Before we left Gibraltar Nicky invited us to go to a camping festival in the National Park just outside of Grenada where some of his friends would be djing. 15 minutes from Grenada lies Santa Fe, and a 90 minute hike up into the hills from there awaited Dragon Festival. What a beautiful area to camp in under the olive trees and among the spring blossoms. Within the grounds a hot spring is hidden, and the snowy Sierra Nevada mountains are visible. The festival lasts an entire 10 days but two was all we had time for before our next host was expecting us. Just what we needed though, sunshine a tent and bass. 

3/22/14 Day 65 Gibraltar

It is our third night back in Gibraltar, we are still relaxing and regaining our composure after our crazy 12 days in Morocco. Our internet was intermittent, coming back from. Morocco we have no couch hosts lined up we do not even really know what cities are next on the itinerary or how we would get to them. We really needed some days to sleep in past sunrise, spend some hours on the internet, oh yeah and wine&beer! We spent the entire first day back enjoying the beach and working on darkening our pale skin that caused all the Moroccans to mistake us for Norwegians. We also enjoyed some more Gibraltar hiking, but instead of monkeys and military caves we were dealing with cacti, Nicky's solution involved a swift wine bottle chop. To end our stay in British territory we watched the sunset from a beautiful vantage point overlooking the Spanish city of La Linea de la Concepcion and barbecuing. Summer is almost here and we are so ready for it. 
Just above the edge of the trees is the airport, beyond that is the town of La Linea and the Spanish Costa Del Sol awaits. 

Tuesday, March 25, 2014

3/19/14 Day 62 Chefchauen to Tangier

After falling asleep early last night, waking up at 8:00 feels refreshing. After  our typical egg and bread breakfast we pack up our things to get ready for a hike. We head up and around the hillside climbing up the beautiful national park for a stunning look over Chefchauoen's blue imagery.  Our hike is cut short because today we are going back to Spain and there are a lot of connections we need in order to make it happen, first things first our bus from Chefchauen to Tangier leaves at 3:15. Saying goodbye to the hostel manager he informs us that we owe another 60 dirhams because there are two of us.
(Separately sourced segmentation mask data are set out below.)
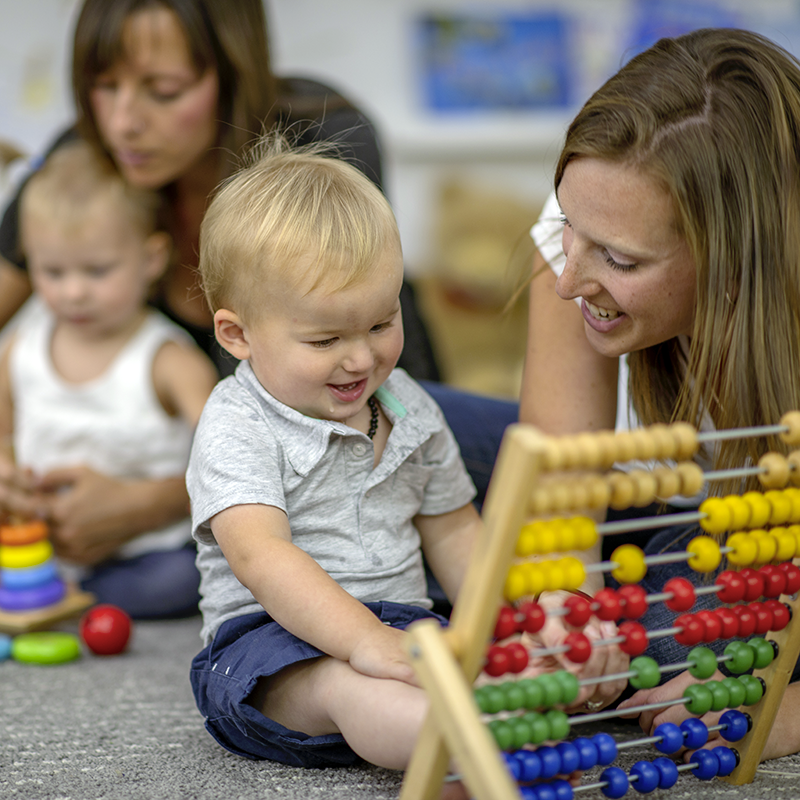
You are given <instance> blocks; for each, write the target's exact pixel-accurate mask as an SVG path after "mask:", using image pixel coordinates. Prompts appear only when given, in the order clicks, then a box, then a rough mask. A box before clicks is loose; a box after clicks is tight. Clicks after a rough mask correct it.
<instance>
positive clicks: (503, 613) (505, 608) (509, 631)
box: [494, 606, 517, 639]
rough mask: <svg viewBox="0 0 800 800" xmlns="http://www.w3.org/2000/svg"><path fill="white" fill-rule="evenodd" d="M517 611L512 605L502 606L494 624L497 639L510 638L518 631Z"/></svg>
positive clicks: (494, 630) (496, 637)
mask: <svg viewBox="0 0 800 800" xmlns="http://www.w3.org/2000/svg"><path fill="white" fill-rule="evenodd" d="M516 616H517V612H516V611H514V609H513V608H511V606H501V607H500V613H499V614H498V615H497V622H496V623H495V626H494V638H495V639H508V637H509V636H513V635H514V634H515V633H516V632H517V619H516Z"/></svg>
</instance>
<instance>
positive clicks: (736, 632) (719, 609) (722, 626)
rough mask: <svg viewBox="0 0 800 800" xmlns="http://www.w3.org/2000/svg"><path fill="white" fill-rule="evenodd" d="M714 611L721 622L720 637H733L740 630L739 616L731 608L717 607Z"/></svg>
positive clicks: (719, 620) (720, 637) (714, 609)
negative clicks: (733, 612)
mask: <svg viewBox="0 0 800 800" xmlns="http://www.w3.org/2000/svg"><path fill="white" fill-rule="evenodd" d="M714 613H715V614H716V615H717V619H718V620H719V622H720V626H721V631H720V636H719V638H720V639H733V638H734V637H735V636H736V635H737V634H738V632H739V617H737V616H736V614H734V613H733V611H731V610H730V609H729V608H716V609H714Z"/></svg>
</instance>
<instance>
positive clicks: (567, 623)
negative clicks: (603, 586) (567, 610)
mask: <svg viewBox="0 0 800 800" xmlns="http://www.w3.org/2000/svg"><path fill="white" fill-rule="evenodd" d="M564 608H567V609H569V614H567V615H565V617H564V620H565V622H566V623H567V624H568V625H572V627H574V628H582V627H583V626H584V625H585V624H586V623H587V622H588V621H589V617H591V616H592V603H591V600H589V599H588V598H586V597H583V596H582V595H579V594H571V595H570V596H569V597H568V598H567V599H566V600H565V601H564Z"/></svg>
A complete misunderstanding, Kevin had bargained for a bed not per person but apparently it was per person, worst part we have no extra money, just enough to get us to the ferry terminal and food. So after some pleading and sorry we give them 20 dirhams and book it to our bus, just in time to catch it. Alright a two hour ride and we will be on our way. Four hours later we are pulling into Tangier, of course the bus would take double the amount of time and now 7:10, the ferry we were trying to catch should be pulling away from the dock as we step off the bus. Okay I guess we will be catching the 23:00 ferry. We head up to the port and after a mile or so of walking we find the Acciona office, the company we bought our round trip ferry ticket from and the man behind the counter explains to us in a broken English fragmented Spanish conversation that there is no bus from the port and the last bus of the night from the bus station (that we just walked a mile away from) leaves at 20:00. Looking up at the clock reading 20:10 was pretty heart shattering I must say. The other option would be to take a taxi, minimum 100 dirhams surely more like 200 or more. Feeling so defeated we decide to stay the night in Tangier. Looking for a 50-60 dirham proves to be difficult but makes more sense when we find out the King is in town tonight...really tonight of all nights?! OF COURSE HE IS! Moroccans looooove their king and talk about him all the time so of course everything is booked. We finally find a place for 100 dirhams and give up and give in. It has been the hardest day of all the hard days we have had in Morocco, but when we wake up in the morning we get to go back to Spain, inshallah (if god wills it) as they always say when we refuse to buy this or that today, maybe tomorrow inshallah.  
Doing laundry by the riverside
Never too many goats
Here it is Chefchauen in all of its glory
We also found the best oranges here, they must be a cross with blood oranges because their color is fantastic, almost as good as the flavor.